In the tree in Figure 2 the clusters represent groups of organisms, which share the same pool of interchangeable mobile genetic elements. Species of the M. tuberculosis group were clustered separately from other mycobacteria in both trees in Figure 1 and 2. Finding of genomic islands in these micro-organisms contributed to the hypothesis by Veyrier et al. [8] that the pathogen evolution might be triggered out by the acquisition of horizontally transferred genes. However, all genomic islands in M. tuberculosis most likely are ancient acquisitions. The identification of relative time of insertion is grounded in the assumption that the process of amelioration alters the island nucleotide composition from the time of insertion to reconcile with that of the host in which it occurs [9]. In an interactive Web-based network of genomic islands prepared for our previous publication [16] the relative age of acquisition is depicted by grey gradient where the darker colour means recent acquisitions and lighter colours indicates ancient islands.

In total 48 genes were found which were associated exclusively with these genomic islands of the Mtb cluster and which were not present in genomic islands of other Mycobacteria. Among them there were argFGHR arginine biosynthesis operon; PE-PGRS family genes; lpqD lipoprotein; idsB and grcC2 genes involved in terpenoid biosynthesis; mscL osmotic pressure regulator; moaB2 stress response regulator and several hypotheticals.

Another group of micro-organisms clustered around M. marinum comprised phylogenetically related M. ulcerans and more distant M. abscessus and M. smegmatis. Hypothesis of sharing of common mobile genetic elements by these bacteria is supported by the fact that M. marinum, M. ulcerans and M. abscessus genomes contained almost identical plasmids with several virulence genes [1315]. There were 5 hypothetical genes (17 genes when M. smegmatis is excluded), which were unique for the genomic islands of this group of micro-organisms. The third group clustered around M. vanbaalenii consisted of multiple environmental Mycobacteria. They shared 20 hypothetical genes unique for this group.

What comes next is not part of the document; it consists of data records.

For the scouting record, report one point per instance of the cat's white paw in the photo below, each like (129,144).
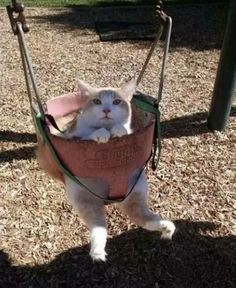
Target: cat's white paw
(166,227)
(101,135)
(167,230)
(118,131)
(98,255)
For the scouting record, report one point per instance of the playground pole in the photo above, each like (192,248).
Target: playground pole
(225,82)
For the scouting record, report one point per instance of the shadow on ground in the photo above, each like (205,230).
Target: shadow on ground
(197,27)
(137,258)
(184,126)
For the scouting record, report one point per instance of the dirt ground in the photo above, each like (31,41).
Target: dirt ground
(43,242)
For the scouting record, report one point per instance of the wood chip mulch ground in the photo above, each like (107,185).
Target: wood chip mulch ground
(43,242)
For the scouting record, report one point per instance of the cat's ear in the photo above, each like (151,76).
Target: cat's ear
(127,90)
(85,89)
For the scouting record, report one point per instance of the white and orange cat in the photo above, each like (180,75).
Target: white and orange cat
(107,113)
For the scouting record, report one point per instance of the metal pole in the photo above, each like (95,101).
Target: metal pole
(225,82)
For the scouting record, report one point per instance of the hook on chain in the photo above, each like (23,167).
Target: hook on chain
(17,8)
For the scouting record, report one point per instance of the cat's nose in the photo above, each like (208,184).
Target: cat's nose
(106,111)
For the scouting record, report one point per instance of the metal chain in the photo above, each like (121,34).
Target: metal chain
(166,22)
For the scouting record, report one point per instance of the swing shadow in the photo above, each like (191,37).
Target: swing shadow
(197,26)
(138,258)
(184,126)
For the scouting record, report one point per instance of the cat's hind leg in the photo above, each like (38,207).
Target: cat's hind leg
(136,207)
(92,212)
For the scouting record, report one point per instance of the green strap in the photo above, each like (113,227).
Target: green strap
(142,103)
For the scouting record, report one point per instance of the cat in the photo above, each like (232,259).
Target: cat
(107,113)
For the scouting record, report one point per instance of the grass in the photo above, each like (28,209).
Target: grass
(63,3)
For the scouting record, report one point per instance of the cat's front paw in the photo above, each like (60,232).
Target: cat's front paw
(118,131)
(98,255)
(167,229)
(101,135)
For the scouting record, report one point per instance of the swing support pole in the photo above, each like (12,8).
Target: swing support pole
(225,82)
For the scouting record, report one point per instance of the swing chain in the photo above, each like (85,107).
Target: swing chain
(17,8)
(160,13)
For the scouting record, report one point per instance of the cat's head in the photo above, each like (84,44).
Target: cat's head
(107,106)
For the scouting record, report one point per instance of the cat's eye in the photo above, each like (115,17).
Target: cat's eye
(116,101)
(97,101)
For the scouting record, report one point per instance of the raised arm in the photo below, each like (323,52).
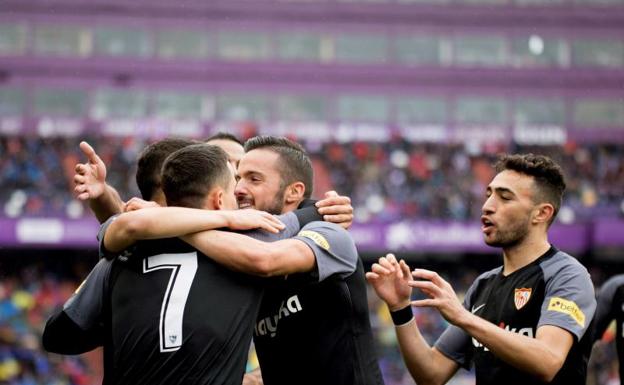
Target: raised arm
(542,356)
(90,181)
(427,365)
(168,222)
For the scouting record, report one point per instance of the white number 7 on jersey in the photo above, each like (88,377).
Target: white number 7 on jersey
(183,268)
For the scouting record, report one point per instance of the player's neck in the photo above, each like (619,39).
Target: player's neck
(522,254)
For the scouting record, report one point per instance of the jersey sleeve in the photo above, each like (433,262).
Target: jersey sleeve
(333,248)
(454,342)
(604,306)
(569,301)
(86,306)
(291,220)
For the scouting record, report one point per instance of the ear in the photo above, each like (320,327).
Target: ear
(214,200)
(294,193)
(543,213)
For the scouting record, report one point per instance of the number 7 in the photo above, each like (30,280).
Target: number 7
(183,267)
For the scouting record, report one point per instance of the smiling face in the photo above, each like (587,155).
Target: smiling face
(260,184)
(508,209)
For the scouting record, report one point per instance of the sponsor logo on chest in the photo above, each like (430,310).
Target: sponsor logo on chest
(268,325)
(521,297)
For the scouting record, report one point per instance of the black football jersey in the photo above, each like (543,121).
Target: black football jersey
(554,290)
(611,307)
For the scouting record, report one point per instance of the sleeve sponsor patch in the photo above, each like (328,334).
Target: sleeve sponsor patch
(316,237)
(567,307)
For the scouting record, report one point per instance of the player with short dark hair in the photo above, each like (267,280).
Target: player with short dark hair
(611,307)
(523,323)
(187,316)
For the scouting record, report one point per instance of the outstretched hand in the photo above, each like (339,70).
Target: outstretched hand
(90,177)
(336,209)
(253,219)
(441,295)
(390,280)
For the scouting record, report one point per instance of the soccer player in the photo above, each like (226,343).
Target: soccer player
(309,331)
(611,306)
(522,323)
(205,342)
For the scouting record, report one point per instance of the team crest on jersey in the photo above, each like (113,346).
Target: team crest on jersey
(521,297)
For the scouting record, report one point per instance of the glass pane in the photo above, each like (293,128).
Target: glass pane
(365,109)
(361,49)
(598,53)
(122,41)
(60,103)
(244,46)
(537,51)
(62,40)
(299,46)
(485,51)
(599,113)
(301,108)
(12,39)
(421,110)
(179,44)
(539,112)
(481,110)
(243,107)
(419,50)
(114,103)
(174,105)
(11,102)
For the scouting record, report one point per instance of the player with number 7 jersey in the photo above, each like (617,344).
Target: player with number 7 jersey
(165,313)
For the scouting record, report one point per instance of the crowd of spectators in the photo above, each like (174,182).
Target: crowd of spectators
(386,181)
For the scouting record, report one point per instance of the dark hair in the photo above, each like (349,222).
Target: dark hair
(547,174)
(294,165)
(224,136)
(150,163)
(190,173)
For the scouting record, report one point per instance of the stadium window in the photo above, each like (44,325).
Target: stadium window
(363,109)
(62,40)
(183,44)
(242,107)
(596,113)
(298,108)
(600,2)
(597,53)
(122,42)
(478,110)
(421,111)
(361,49)
(244,46)
(539,112)
(538,51)
(479,51)
(299,46)
(418,50)
(181,106)
(12,39)
(119,104)
(63,103)
(11,102)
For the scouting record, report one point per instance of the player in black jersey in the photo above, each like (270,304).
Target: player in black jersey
(522,323)
(313,327)
(611,307)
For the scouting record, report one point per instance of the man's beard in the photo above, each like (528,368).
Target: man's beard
(512,236)
(277,205)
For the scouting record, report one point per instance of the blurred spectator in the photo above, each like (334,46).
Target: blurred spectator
(386,181)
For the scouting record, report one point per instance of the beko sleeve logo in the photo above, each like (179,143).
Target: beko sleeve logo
(316,237)
(567,307)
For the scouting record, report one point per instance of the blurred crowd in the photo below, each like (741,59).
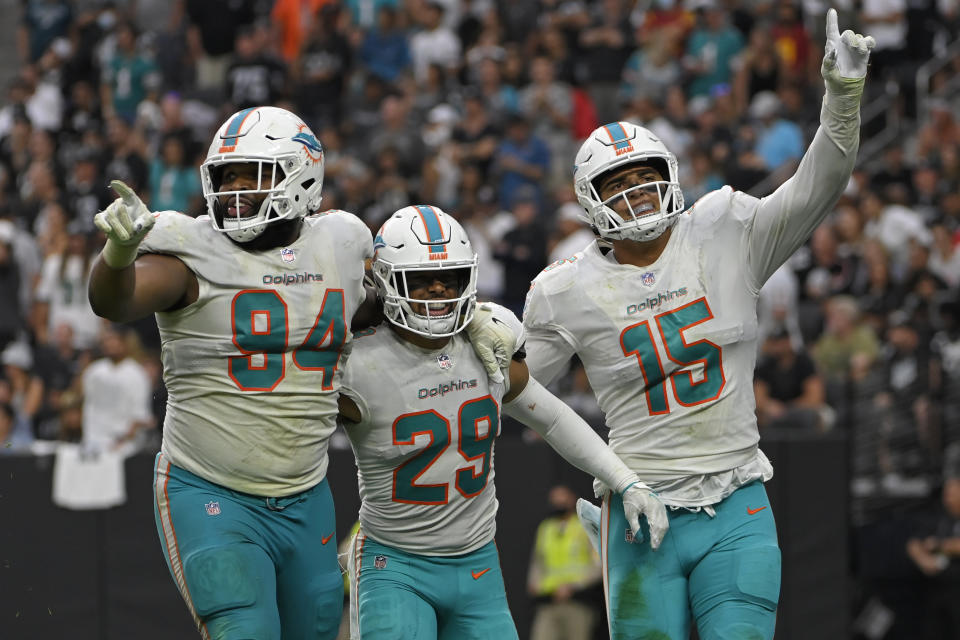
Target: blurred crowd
(478,107)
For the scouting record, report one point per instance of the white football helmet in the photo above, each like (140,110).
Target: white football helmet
(423,238)
(610,147)
(274,139)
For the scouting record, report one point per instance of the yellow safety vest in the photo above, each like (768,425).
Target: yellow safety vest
(566,554)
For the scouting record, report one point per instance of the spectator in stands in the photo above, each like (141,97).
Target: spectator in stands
(385,51)
(570,234)
(847,346)
(214,25)
(85,192)
(779,142)
(57,365)
(523,250)
(758,67)
(521,160)
(604,45)
(711,49)
(322,70)
(564,573)
(116,396)
(11,316)
(254,77)
(436,43)
(789,391)
(651,69)
(935,550)
(129,77)
(548,105)
(903,401)
(174,182)
(62,289)
(43,22)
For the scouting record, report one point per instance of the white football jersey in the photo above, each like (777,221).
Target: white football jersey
(670,348)
(253,367)
(424,445)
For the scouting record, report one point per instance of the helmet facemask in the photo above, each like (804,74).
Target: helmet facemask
(288,160)
(641,221)
(610,148)
(270,190)
(432,318)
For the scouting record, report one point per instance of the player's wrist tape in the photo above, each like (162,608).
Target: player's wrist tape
(118,256)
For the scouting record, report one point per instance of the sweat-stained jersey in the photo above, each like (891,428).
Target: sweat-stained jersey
(670,348)
(253,367)
(424,445)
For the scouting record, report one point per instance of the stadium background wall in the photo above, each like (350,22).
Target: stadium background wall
(99,575)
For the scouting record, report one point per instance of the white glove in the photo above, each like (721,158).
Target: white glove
(493,340)
(125,222)
(638,499)
(845,61)
(589,515)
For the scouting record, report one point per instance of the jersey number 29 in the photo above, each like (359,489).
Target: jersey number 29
(470,443)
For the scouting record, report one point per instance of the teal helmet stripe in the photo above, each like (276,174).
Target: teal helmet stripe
(229,140)
(617,135)
(431,222)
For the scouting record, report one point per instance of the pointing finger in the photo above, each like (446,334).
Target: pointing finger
(833,31)
(126,193)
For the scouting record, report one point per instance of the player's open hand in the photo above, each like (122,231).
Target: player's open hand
(846,55)
(125,222)
(639,499)
(494,341)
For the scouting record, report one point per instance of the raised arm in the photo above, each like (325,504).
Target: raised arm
(788,216)
(123,287)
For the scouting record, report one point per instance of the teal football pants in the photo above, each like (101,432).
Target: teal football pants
(404,596)
(723,572)
(248,567)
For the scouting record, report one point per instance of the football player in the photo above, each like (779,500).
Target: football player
(661,310)
(422,416)
(253,303)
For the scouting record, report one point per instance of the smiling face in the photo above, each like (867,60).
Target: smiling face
(630,178)
(433,285)
(242,176)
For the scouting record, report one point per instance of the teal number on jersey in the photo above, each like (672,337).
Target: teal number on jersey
(260,327)
(260,333)
(638,340)
(405,429)
(478,422)
(703,352)
(478,428)
(321,350)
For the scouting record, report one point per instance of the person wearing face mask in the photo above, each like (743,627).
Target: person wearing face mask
(564,574)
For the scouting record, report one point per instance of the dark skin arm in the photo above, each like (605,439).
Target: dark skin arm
(152,283)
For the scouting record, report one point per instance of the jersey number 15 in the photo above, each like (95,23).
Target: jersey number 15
(638,340)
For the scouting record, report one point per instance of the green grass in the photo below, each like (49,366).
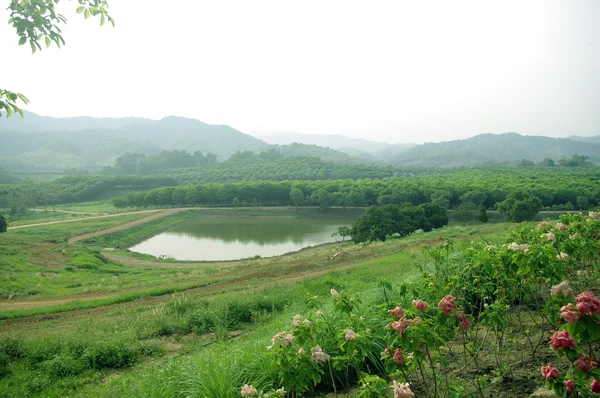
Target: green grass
(259,302)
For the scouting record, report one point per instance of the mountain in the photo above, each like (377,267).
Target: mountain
(38,143)
(595,139)
(508,148)
(324,153)
(357,147)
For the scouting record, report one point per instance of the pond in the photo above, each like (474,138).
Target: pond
(232,238)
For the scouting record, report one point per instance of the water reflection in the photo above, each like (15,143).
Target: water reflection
(230,238)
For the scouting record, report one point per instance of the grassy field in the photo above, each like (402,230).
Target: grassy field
(122,324)
(77,320)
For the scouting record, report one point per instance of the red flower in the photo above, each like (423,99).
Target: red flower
(569,313)
(399,326)
(569,385)
(595,386)
(549,372)
(587,303)
(447,304)
(399,356)
(562,339)
(420,305)
(584,363)
(398,312)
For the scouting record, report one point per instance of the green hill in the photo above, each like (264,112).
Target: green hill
(508,148)
(37,143)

The strain M. avium subsp. paratuberculosis was located apart from other groups (Figure 2) and far away on the tree from its closest relative M. avium 104 (compare to Figure 1). Presence of multiple genomic islands in M. avium subsp. paratuberculosis was confirmed by alternative genomic island prediction methods, as it was shown in Pre_GI database. Genetic content of the genomic islands and their ontological links to genomic islands from other micro-organisms were summarized in Additional file 1 supplementary Table S1.

From Additional file 1 Table S1 it was seen that the genomic islands of M. avium K-10 shared sequences with those from M. avium 104, but according to Figure 2 the genetic content is rather different. Several genomic islands showed sequence similarity to rather distant genomic islands from Mycobacterium canettii and Alicycliphilus denitrificans. M. avium subsp. paratuberculosis is a causative agent of Johne's disease in cattle and other ruminants [17]. The non-paratuberculosis strain M. avium 104 also was isolated from an adult AIDS patient, but this micro-organism was considered as an opportunist rather than an established pathogen [18]. It looks that the horizontal gene transfer was the driving force of evolution of the paratuberculosis lineage of M. avium, as regarding to other proteins both these subspecies are very much similar (Figure 1).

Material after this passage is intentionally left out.